When God reached out to Avraham to leave his homeland, Avraham never knew where he was going. Avraham was told לך־לך – and he just went!

Why wouldn’t God say where he’d be going?

The Sfas Emes finds this interaction, the first of its kind, instructive as to what it means to be a Jew. There is no destination because it is a dynamic mission that evolves along the way. Being a Jew calls for different things at different times – a good Jew during the Inquisition looked different to a good Jew in New York today, and a good Jew 500 years from now will look different still.

Perhaps that’s why Rashi notes that every step brought its own reward. It’s not about extrinsic rewards of Paradise and eternal bliss – it’s about the intrinsic blessing that each step reveals.

Without a singular focus on the outcome, Avraham could put his heart and soul into the process. Every step Avraham took brought him somewhere new. But the effort for every step was the same because each step could be the last. In a way, לך־לך is an instruction to go לך – within yourself, a lifelong journey of self-discovery. There is no destination because it’s a challenge – how deep can you go? The process is the purpose of the instruction, not the outcome. Each step compounds development.

We never control our circumstances or outcomes, but we control our actions and ourselves. It was this desire and commitment to progress that mattered. This attitude was characteristic of Avraham, the prototype of the kind of person God wanted people to emulate.

One of the most beautiful parts of Tanach is God’s promise never to forget the sacrifice and belief the Jewish people once showed:

כֹּה אָמַר ה’, זָכַרְתִּי לָךְ חֶסֶד נְעוּרַיִךְ, אַהֲבַת כְּלוּלֹתָיִךְ–לֶכְתֵּךְ אַחֲרַי בַּמִּדְבָּר, בְּאֶרֶץ לֹא זְרוּעָה – So says Hashem, “I remember the kindness of your youth; the love of your commitment.
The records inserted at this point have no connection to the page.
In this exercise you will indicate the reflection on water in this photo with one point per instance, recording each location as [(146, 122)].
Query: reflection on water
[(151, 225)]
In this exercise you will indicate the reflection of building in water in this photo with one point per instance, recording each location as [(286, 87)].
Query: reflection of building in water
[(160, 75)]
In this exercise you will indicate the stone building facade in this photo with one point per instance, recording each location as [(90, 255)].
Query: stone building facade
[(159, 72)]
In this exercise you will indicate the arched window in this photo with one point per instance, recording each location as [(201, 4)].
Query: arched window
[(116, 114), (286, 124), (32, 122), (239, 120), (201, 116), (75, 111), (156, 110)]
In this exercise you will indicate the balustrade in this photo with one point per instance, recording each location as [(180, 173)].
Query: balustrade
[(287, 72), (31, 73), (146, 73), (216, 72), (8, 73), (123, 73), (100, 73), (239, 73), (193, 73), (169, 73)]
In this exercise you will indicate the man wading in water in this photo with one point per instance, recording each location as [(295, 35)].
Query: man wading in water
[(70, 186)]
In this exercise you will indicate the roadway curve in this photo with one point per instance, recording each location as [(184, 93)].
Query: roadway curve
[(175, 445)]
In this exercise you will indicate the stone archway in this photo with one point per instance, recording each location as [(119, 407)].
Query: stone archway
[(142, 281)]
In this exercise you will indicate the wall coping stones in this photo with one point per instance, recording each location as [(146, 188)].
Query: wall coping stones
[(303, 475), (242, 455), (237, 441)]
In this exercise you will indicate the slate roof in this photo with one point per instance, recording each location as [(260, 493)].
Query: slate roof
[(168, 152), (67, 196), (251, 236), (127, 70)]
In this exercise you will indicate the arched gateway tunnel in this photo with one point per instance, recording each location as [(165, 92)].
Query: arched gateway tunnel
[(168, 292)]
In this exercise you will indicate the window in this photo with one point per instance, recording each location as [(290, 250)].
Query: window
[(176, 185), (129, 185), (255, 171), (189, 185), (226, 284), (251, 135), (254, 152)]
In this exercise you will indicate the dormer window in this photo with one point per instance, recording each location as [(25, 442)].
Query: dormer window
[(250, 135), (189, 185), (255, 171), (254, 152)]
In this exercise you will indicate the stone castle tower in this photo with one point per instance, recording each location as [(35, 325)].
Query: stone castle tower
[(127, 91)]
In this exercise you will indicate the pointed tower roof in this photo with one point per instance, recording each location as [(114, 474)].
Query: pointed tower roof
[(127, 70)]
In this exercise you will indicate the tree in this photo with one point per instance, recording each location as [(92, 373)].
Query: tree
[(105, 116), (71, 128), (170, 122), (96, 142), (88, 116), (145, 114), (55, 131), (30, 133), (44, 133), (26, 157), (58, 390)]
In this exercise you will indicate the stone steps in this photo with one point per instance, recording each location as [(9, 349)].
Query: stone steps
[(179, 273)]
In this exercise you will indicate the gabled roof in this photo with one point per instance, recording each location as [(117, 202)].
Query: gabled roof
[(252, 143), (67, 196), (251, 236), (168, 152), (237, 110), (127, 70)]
You followed me into the desert, into a barren land…” (Jeremiah 2:2)

The model for this is Avraham, the first to put himself out there, long before God spoke to him. His entire life was about exerting himself to reach out to others.

One of his greatest moments came when he was lame and exhausted on a searingly hot day. There was every excuse to take it easy, but that’s not what Avraham stood for. In his idiosyncratic way, he did the only thing he knew. He left his home and went out into the scorching heat because there was another human he might be able to help.

Avraham wasn’t born special. God’s call was always out there, and others heard it – there was Shem, Ever, Methuselah. But Avraham was the first to take the initiative and try to make his world a better place.

Maybe that’s what לך־לך means – a better world looks different to every generation, but our duty, and the commitment it requires remain the same.

We can always do more; it’s just one step away.